Les distributeurs automatiques envahissent les rues nippones, souvent en grappes, proposant des marchandises variées, des boissons la plupart du temps, mais aussi des glaces, des plats préparés, des cigarettes, des soupes, des journaux, des vêtements… Ils sont situés parfois juste à côté d’un konbini vendant les mêmes produits ou au fin fond d’une ruelle déserte ce qui ne manque parfois pas d’étonner. Avant le tsunami du 11 mars 2011 on en comptait 1 pour 7 habitants (par la suite leur nombre aurait légèrement baissé pour faire des économies d’énergie). Un rapport énorme. L’Archipel compterait plus de 5 millions de machines (selon l’Association des fabricants de distributeurs automatiques du Japon), la plupart sont concentrées en ville mais les villages, les campagnes reculées peuvent aussi compter sur leur présence.

C’est grâce à l’une d’elles que le photographe Eiji Ohashi déclare s’être sorti indemne d’une tempête de neige dans sa ville natale de Wakkanai, à Hokkaido, il y a quelques années. Grâce aux néons d’un distributeur, il a pu retrouver son chemin. Telles les statuettes bouddhistes de Jizô au bord des routes réputées pour guider les voyageurs, la machine avait fait office de point de repère salvateur un peu modernisé. Depuis cette mésaventure, en guise de remerciement, Eiji Ohashi a parcouru le Japon pour les photographier, de préférence à la tombée de la nuit.

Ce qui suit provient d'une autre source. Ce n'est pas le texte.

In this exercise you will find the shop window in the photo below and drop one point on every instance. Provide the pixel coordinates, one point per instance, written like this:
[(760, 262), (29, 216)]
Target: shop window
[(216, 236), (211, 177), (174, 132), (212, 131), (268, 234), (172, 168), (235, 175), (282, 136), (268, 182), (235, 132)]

« A lonely existence », « Une existence solitaire ». Photographe : Eiji Ohashi / Source : Facebook

De part l’existence et la prolifération de ces machines, Eiji Ohashi questionne la quête sans fin du confort : « La vie au Japon est devenue extrêmement agréable, mais il semble n’y avoir pas de fin à la recherche d’un confort toujours plus grand » déclare-t-il au Japan Times. « Cette recherche continue implacablement, mais nous n’avons pas besoin d’un tel degré de confort pour vivre. À la place, ayant maintenant atteint ce niveau de confort, nous devrions nous demander ce qu’est la vraie essence de bonheur« . Il pointe en même temps l’influence et la part grandissante dans nos vies du néo-libéralisme qui pousse toujours plus loin nos appétits d’aisance tout en détruisant nos anciens repères et qui soumet nos existences à la loi du marché. Le distributeur automatique, lui, devient le symbole omniprésent de notre besoin insatiable de confort matériel.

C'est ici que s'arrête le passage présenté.